In particular, How to embrace your power TO live with a whole heart.

The power TO concept is a radical departure from the outdated patriarchal “power over” approach of leadership that has been the prevailing model for hundreds if not thousands of years. Many women told me they don’t want that kind of power. Making a transformational change in our definition of power cracks the code that has kept women stalled at 18% of top leadership positions across all sectors for almost two decades.

When I teach leadership power tool courses and workshops, I see how this shift in thinking both reduces stress and motivates women to aspire to the very leadership roles that position us to change unhealthy systems we did not design.

Let me illustrate—no, I want you to illustrate:

In those “power TO” moments, you are living with a whole heart.  You are vibrant. Perhaps not fearless, but definitely courageous. You have chosen power over fear.

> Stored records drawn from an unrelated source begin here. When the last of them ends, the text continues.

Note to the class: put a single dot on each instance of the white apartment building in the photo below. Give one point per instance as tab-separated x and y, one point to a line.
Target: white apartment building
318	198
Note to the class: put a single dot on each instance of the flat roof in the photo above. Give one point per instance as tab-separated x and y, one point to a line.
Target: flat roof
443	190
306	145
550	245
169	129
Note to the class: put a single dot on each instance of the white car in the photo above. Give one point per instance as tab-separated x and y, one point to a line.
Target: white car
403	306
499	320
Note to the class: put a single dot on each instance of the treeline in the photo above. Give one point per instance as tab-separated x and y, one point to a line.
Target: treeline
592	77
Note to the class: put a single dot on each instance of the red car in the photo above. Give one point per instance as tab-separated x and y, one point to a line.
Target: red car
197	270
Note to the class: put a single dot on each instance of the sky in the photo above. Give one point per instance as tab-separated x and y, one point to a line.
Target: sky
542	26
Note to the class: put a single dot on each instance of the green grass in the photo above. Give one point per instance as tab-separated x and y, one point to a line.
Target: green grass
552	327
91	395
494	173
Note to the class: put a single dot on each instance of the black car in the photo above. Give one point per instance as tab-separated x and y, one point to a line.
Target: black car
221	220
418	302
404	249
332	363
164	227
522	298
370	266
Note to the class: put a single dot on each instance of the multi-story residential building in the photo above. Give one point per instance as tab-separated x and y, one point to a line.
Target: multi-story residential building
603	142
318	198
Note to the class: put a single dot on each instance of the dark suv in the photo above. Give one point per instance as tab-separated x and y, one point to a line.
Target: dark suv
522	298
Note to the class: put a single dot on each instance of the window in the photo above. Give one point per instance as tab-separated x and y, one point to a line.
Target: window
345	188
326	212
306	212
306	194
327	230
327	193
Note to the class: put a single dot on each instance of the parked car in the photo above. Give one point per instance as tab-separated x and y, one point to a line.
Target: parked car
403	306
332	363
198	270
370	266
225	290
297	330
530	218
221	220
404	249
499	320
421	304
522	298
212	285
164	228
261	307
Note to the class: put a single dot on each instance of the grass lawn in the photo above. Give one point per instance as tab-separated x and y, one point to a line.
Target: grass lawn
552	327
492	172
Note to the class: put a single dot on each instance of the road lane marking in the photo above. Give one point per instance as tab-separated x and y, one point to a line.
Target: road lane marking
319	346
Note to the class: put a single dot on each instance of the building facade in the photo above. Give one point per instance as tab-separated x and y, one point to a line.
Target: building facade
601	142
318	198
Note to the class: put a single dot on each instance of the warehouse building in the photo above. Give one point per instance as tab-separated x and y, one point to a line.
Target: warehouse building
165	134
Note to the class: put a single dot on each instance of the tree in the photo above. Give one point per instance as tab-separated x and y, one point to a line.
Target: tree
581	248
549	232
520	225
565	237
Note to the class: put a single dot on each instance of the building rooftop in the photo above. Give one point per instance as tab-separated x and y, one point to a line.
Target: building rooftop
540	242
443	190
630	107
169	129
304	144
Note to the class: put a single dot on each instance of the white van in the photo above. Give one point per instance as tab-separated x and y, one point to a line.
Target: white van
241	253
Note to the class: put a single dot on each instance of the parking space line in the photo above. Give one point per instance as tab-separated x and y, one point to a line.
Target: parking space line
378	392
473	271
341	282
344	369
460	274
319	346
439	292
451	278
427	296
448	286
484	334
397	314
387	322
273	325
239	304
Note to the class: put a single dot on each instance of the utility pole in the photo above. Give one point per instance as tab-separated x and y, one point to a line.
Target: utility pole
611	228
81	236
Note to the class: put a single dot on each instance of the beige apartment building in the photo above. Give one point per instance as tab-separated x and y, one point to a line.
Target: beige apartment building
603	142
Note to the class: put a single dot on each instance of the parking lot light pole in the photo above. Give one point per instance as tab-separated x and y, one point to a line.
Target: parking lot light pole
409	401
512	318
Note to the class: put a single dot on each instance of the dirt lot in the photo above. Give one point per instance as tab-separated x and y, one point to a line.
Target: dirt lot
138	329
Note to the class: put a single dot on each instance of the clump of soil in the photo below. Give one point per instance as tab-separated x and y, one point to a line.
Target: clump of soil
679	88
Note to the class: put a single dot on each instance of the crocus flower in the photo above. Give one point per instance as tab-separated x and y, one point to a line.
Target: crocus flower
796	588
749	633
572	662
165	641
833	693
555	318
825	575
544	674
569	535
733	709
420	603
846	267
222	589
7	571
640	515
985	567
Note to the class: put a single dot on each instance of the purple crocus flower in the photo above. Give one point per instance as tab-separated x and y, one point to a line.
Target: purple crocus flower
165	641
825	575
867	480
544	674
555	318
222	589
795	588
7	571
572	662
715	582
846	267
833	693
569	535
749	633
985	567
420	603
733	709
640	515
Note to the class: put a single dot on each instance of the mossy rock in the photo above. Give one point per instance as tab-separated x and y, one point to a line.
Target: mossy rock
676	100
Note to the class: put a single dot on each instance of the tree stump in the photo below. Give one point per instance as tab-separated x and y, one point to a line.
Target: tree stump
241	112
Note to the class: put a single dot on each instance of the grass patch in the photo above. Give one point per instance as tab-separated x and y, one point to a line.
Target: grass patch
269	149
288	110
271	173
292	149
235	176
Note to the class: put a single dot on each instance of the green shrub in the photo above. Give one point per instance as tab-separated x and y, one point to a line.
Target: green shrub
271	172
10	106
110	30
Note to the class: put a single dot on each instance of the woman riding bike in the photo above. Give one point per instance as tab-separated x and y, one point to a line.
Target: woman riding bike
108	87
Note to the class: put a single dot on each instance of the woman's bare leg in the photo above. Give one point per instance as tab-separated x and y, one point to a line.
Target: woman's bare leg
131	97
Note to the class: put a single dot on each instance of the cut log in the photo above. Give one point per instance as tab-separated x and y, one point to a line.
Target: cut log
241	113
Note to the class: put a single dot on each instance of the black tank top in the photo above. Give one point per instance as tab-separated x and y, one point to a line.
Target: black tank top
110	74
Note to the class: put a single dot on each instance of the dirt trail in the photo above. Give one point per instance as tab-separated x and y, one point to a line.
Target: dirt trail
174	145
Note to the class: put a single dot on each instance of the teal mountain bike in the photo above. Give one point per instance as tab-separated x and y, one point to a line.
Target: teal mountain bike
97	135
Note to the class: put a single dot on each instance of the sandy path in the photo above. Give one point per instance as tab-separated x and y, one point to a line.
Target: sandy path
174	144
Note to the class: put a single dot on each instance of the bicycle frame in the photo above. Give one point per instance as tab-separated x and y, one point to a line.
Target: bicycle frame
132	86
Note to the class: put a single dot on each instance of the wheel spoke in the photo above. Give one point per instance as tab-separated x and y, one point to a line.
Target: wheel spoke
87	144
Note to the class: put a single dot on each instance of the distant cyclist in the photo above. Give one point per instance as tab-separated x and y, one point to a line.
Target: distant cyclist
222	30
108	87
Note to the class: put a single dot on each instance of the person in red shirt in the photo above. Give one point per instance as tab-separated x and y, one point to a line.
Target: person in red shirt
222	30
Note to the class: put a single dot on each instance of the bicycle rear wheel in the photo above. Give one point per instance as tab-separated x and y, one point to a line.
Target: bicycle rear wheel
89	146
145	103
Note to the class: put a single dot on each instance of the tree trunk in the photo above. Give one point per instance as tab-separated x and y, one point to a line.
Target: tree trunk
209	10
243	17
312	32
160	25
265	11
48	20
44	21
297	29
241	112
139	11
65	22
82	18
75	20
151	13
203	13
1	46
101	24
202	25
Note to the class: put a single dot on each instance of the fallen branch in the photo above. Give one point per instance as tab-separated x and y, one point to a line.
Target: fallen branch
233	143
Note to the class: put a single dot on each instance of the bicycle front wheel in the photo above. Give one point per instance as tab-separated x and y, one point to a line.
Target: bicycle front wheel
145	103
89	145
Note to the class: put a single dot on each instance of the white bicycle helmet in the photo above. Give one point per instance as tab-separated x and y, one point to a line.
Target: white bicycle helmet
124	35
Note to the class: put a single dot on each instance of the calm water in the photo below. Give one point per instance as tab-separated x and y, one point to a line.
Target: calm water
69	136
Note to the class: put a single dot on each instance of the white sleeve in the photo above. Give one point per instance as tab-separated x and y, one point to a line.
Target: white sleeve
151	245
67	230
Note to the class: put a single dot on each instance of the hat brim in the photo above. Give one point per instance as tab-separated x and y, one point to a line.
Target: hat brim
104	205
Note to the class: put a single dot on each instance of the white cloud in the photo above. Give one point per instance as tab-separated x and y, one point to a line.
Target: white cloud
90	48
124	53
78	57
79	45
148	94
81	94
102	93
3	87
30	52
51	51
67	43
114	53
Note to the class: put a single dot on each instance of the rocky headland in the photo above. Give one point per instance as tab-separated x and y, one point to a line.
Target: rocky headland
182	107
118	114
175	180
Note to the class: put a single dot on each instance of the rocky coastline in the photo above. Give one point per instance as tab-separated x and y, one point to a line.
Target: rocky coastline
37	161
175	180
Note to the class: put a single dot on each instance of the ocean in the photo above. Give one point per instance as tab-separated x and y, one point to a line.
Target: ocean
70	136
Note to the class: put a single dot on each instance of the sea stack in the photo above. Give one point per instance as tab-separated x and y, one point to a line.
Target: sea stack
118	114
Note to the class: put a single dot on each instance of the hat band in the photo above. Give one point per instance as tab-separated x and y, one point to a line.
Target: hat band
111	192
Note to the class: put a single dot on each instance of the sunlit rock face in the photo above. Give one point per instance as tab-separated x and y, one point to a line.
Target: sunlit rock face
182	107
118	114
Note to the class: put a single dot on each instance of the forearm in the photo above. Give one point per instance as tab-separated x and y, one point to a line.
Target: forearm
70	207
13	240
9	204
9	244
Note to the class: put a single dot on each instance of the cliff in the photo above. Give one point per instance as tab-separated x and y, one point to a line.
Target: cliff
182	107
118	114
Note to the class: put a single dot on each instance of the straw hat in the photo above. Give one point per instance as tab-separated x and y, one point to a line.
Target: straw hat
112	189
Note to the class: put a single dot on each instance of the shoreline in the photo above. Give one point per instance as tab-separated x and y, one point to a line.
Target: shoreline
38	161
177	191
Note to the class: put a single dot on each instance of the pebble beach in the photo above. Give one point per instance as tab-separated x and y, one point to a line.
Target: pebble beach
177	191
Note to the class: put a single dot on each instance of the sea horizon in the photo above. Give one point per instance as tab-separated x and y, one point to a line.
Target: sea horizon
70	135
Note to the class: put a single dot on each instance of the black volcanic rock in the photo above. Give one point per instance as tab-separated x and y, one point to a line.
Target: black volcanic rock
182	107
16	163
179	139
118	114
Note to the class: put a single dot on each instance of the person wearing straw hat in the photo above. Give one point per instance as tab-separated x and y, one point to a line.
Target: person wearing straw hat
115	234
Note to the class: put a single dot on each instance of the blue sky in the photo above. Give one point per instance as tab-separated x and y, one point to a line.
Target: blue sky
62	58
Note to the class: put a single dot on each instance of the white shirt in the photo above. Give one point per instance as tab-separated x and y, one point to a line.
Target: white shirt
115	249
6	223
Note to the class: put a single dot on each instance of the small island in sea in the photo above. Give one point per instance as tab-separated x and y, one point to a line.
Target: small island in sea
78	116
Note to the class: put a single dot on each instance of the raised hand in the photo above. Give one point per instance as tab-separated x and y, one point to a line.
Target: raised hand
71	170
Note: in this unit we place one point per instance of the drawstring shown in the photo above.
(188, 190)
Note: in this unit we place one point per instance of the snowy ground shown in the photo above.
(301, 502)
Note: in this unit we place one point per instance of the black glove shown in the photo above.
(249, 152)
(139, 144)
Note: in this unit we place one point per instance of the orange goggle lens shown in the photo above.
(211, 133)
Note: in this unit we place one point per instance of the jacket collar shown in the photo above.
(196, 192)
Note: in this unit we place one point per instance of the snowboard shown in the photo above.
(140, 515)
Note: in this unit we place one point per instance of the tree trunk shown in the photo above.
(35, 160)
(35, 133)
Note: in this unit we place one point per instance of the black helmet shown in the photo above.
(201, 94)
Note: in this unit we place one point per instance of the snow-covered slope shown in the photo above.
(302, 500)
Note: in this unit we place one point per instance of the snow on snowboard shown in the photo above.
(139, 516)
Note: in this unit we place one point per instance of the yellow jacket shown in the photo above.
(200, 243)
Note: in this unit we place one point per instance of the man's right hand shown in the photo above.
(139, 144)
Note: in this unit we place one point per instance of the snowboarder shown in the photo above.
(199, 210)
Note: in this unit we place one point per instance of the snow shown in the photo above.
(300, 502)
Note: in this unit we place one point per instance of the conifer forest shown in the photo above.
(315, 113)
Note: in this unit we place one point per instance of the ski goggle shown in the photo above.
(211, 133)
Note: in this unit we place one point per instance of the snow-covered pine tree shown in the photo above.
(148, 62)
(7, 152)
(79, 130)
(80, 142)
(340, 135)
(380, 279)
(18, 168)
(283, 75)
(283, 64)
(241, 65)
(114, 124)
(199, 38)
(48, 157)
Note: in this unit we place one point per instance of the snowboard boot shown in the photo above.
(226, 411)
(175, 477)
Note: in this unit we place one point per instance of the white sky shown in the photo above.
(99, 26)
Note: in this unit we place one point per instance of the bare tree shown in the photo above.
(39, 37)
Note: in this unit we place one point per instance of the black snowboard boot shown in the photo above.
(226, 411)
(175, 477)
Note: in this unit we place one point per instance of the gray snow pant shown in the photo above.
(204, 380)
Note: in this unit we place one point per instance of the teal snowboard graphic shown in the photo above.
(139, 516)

Am I asking you to take on more stress and hardship? No way.

I want to give you an eye-opening and liberating way to shift your thinking about power from Power Over which is oppression to Power TO which is leadership.

From my own experiences in what could hardly be called a stress-free career —I would love for the Heart Association to study this—I conclude that embracing one’s Power TO with a whole heart can greatly help reduce stress. 

When we live in the power over framework, we think power and resources are a finite pie. In reality we can make more pies and when it comes to power, the more there is the more there is, Further, if I help you, we both end up with more power.

When we are not embracing our power TO, we can’t live with a whole heart. We lack a sense of personal mastery and intentionality. Other people are defining us. We are disconnected from what’s in our deepest hearts. And that is inherently unhealthy, depressing, and stressful.

So let me offer 6 simple stepsPower Tools— to help you embrace your power TO live with a whole heart.

whole_heart

  1. Define your terms. This releases you to choose power over fear. You are setting the terms of the debate. Your personal ROI is not measured in fame or fortune, but in whether you have integrity of purpose, brand, and vision for what you want your life to mean. As Audre Lorde said, “When I dare to be powerful, to use my strength in the service of my vision, then it becomes less and less important whether I am afraid.”
  2. Love your stress. Without stress there would be no learning, no invention, no progress. Failing to embrace our power causes stress: the stress of inaction, not taking charge of one’s own fate, not declaring a clear agenda and taking responsibility. Address it: “Hello stress. Will you be the sand in the oyster that creates the pearl?  Thank you.” Because it isn’t about whether we have stress.  It’s about how we embrace the stress and let its energy fuel our power TO. And the more we are aware of our power TO, the more we feel in control of our lives—and that in turn reduces anger, stress, and depression.
  3. Take action. I was fascinated with the men who free-climbed El Capitan. Why? Because I used to be timid but now get off on action, especially on doing the impossible and scaling the unscalable. We grow our courage muscles in the same way we grow we grow our physical muscles: by using them. If the challenge seems too large and you get stuck, simplify, and deconstruct it. I visualize an onion and peel back each layer one by one.
  4. Take action TOGETHER. Going it alone isn’t a winning strategy. Those two climbers on El Capitan knew that. Women tend to isolate themselves when they are stressed. Find your sisters and take action together.
  5. Use what you’ve got. Relax. What you need is always there if you have the wisdom to see it and the courage to use it.
  6. Wear the shirt. The fastest route to self-esteem is to stand up for what you believe. That’s being authentic and having integrity. It is liberating. People who are in touch with that aspect of their power TO tend to make better health choices and be more resilient, according to both mental and physical health researchers.

So, think again about when you are most in tune with your power TO. Close your eyes for a moment and conjure up what that moment was for you.

Now open your eyes, and go forth to embrace your power TO live with a whole heart.